Right now, the big three video editing platforms are Premiere Pro CC, Final Cut Pro X and Avid Media Composer. All have their fans and faithful user bases. But I think there is about to be another big player with Resolve 12.
Blackmagic has been grooming Resolve over the past few years into a powerful NLE (non-linear editor). Last year, we saw the editing side of Resolve step up to be a more serious consideration for telling your story but Blackmagic didn’t go so far as to call Resolve a true NLE. Instead, Blackmagic focused on its ability to play nice with other NLEs and to import XML files for finishing in Resolve.

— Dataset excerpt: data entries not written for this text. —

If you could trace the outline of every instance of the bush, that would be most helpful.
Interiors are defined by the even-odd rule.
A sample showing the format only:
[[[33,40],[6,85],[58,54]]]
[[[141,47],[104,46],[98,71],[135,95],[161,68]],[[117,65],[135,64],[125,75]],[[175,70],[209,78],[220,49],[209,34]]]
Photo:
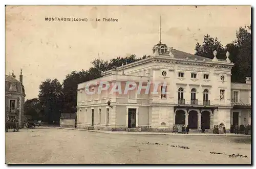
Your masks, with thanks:
[[[244,134],[245,132],[245,127],[244,125],[242,124],[239,126],[239,133]]]
[[[234,133],[234,126],[233,125],[231,125],[230,126],[230,133]]]
[[[239,130],[242,131],[245,130],[245,127],[243,124],[242,124],[239,126]]]

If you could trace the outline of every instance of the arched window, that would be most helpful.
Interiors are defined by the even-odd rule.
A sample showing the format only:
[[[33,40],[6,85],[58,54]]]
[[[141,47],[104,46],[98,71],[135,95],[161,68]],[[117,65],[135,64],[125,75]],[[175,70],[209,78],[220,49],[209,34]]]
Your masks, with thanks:
[[[164,46],[161,46],[161,53],[163,53],[165,52],[165,49],[164,48]]]
[[[209,91],[207,89],[204,90],[204,100],[208,100],[208,94]]]
[[[191,100],[196,100],[196,89],[193,88],[191,90]]]
[[[178,99],[183,99],[183,89],[180,88],[178,91]]]

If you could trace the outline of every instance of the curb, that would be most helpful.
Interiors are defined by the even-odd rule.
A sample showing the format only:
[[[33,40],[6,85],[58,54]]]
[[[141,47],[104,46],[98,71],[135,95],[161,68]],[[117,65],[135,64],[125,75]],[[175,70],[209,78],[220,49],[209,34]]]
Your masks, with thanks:
[[[109,131],[109,132],[104,132],[102,130],[95,131],[93,130],[86,130],[82,129],[78,129],[78,128],[63,128],[63,127],[54,127],[54,128],[58,128],[63,130],[78,130],[78,131],[84,131],[88,132],[93,132],[96,133],[101,133],[104,134],[134,134],[134,135],[193,135],[193,136],[251,136],[251,135],[245,135],[245,134],[238,134],[238,135],[227,135],[227,134],[195,134],[194,133],[190,133],[190,134],[180,134],[180,133],[143,133],[143,132],[139,132],[139,133],[134,133],[133,132],[127,132],[127,133],[118,133],[115,131]]]

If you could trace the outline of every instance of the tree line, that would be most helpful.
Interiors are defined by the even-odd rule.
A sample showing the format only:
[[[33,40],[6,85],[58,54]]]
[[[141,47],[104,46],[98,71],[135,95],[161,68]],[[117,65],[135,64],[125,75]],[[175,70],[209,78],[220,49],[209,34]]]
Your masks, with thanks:
[[[245,77],[251,76],[251,26],[240,27],[236,39],[224,46],[217,37],[208,34],[204,36],[202,44],[198,42],[195,46],[195,54],[213,59],[213,51],[218,51],[217,58],[225,59],[225,53],[230,53],[229,59],[234,63],[231,70],[231,82],[244,82]],[[49,124],[59,121],[61,113],[76,112],[77,84],[101,77],[101,72],[150,57],[143,55],[136,58],[117,57],[110,61],[95,59],[88,70],[73,71],[66,76],[63,83],[57,79],[47,79],[39,85],[38,97],[28,99],[25,102],[25,115],[41,120]]]

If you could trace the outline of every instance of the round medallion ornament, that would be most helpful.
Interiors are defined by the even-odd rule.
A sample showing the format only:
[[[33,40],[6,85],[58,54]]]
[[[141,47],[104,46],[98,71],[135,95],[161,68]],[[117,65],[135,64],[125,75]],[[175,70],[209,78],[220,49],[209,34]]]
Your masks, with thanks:
[[[222,76],[221,76],[221,80],[224,81],[224,79],[225,79],[224,76],[222,75]]]
[[[163,71],[162,72],[162,75],[164,76],[165,76],[167,74],[167,73],[166,71]]]

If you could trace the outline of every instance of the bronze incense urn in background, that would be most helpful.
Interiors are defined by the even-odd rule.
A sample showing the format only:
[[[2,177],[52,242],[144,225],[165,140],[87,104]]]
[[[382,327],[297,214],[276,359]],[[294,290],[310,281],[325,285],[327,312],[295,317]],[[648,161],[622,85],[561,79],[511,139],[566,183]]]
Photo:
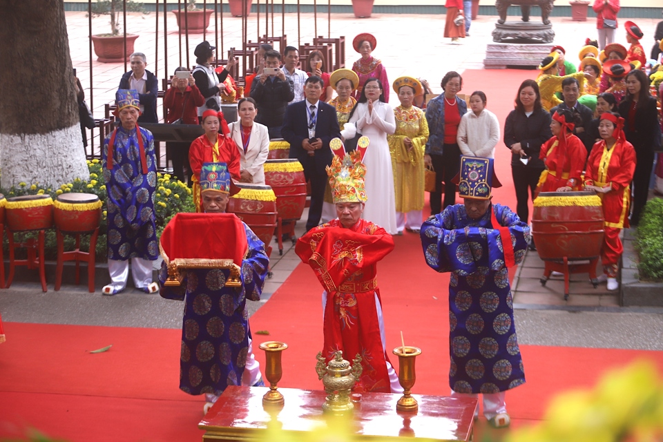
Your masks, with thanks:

This year, it’s a different story. The editing prowess of Resolve 12 was the highlight of Blackmagic’s demo time and the company was in your face that Resolve is now a full-fledged NLE ready to compete against the likes of Adobe, Apple and Avid.

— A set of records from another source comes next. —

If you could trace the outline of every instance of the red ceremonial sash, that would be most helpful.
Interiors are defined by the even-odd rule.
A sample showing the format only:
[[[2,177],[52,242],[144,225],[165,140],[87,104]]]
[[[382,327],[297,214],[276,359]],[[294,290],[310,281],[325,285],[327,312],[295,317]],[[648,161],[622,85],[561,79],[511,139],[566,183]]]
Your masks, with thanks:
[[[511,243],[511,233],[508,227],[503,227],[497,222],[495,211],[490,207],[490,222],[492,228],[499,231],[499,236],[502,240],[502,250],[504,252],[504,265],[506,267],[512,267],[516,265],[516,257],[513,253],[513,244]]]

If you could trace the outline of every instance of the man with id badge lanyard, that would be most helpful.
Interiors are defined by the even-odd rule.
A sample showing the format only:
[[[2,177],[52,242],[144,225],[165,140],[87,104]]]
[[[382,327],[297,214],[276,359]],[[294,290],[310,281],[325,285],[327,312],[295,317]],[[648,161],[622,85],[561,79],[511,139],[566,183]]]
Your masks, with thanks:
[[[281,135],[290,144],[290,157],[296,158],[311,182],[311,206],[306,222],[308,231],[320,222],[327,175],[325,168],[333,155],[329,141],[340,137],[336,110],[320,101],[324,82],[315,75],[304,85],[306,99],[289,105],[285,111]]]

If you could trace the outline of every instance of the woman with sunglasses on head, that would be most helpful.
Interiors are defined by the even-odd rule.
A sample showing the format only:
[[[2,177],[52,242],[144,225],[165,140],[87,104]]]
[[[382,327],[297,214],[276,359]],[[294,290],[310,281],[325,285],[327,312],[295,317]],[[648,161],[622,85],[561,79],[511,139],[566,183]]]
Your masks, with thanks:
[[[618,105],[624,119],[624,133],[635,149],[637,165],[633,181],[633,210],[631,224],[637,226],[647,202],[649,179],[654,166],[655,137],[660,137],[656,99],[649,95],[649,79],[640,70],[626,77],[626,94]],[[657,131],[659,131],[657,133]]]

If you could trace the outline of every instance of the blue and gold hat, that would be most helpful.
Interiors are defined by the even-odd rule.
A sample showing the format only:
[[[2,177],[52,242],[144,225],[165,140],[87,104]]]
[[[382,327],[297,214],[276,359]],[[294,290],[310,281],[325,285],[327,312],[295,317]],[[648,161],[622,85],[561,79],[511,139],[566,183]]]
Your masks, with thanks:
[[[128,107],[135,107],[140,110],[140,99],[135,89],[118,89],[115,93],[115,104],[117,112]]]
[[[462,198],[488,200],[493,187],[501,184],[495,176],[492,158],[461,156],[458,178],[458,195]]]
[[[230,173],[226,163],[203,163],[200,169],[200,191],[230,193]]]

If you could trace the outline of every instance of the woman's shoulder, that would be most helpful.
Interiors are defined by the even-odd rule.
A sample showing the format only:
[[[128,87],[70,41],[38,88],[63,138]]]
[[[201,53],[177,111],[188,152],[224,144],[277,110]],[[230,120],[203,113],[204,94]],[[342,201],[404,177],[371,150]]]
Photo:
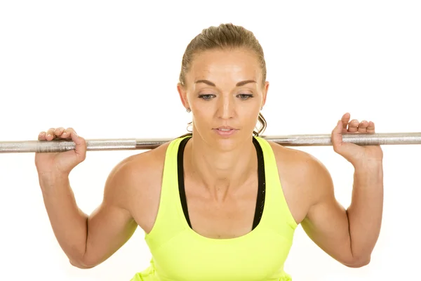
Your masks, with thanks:
[[[298,223],[308,209],[331,185],[326,166],[314,156],[298,149],[269,141],[274,152],[282,190]]]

I’m excited to get my hands on DaVinci Resolve 12 as a potential replacement for Premiere Pro CC. While I prefer Premiere over FCP and Media Composer, it still leaves a lot to be desired. While Adobe continues to add plenty of bells and whistles to Premiere, there are a lot of issues with the underlying tech that get in the way. The title tool and the audio mixer are just a couple of examples of archaic tech and interfaces inside Premiere.
Additionally, up until this latest update of Premiere, I experienced constant crashes, which has caused me to hit Command + S after nearly every edit I make now. CC 2015 has fixed a lot of the crashing but I still don’t trust it enough to kick the constant saving habit.
Resolve 12 is sure to have its fair share of gotchas along the way, but I’m ready to kick the tires on something new that mixes some of the media management prowess that I love about FCP X but still gives me a track-based timeline that makes sense from both an audio and video standpoint.
Check out this video, which highlights some of the key new features in Resolve 12.
While there is a little overlap, the below video focuses specifically on the new editing features in Resolve 12.
The following short video dives a little more into the new multicam feature, which looks on par with Premiere’s multicam editing.
Finally, let’s not forget, at its core, Resolve is built as a top-tier color correction and grading platform. Here’s a closer look at the new color correction updates in the video below.
Blackmagic hasn’t yet given a specific date of when Resolve 12 will be available except for July 2015. So, we’re going to get our hands on it in the next couple of weeks.
Oh, and did I mention that Resolve 12 comes in a Lite version that is free. I said free.
Now, the Resolve 12 Lite is missing a couple of features but these are features most single users won’t miss or can replace with a cheap plugin. The collaboration features that allows multiple people to work on the same timeline at the same time is only in the full version. Noise reduction in the color correction module is also only available in the full version. All of the NLE prowess though is available to everyone – again, for free.
Windows or Mac.
Surely that’s worth kicking the tires a bit when it hits in the next few days.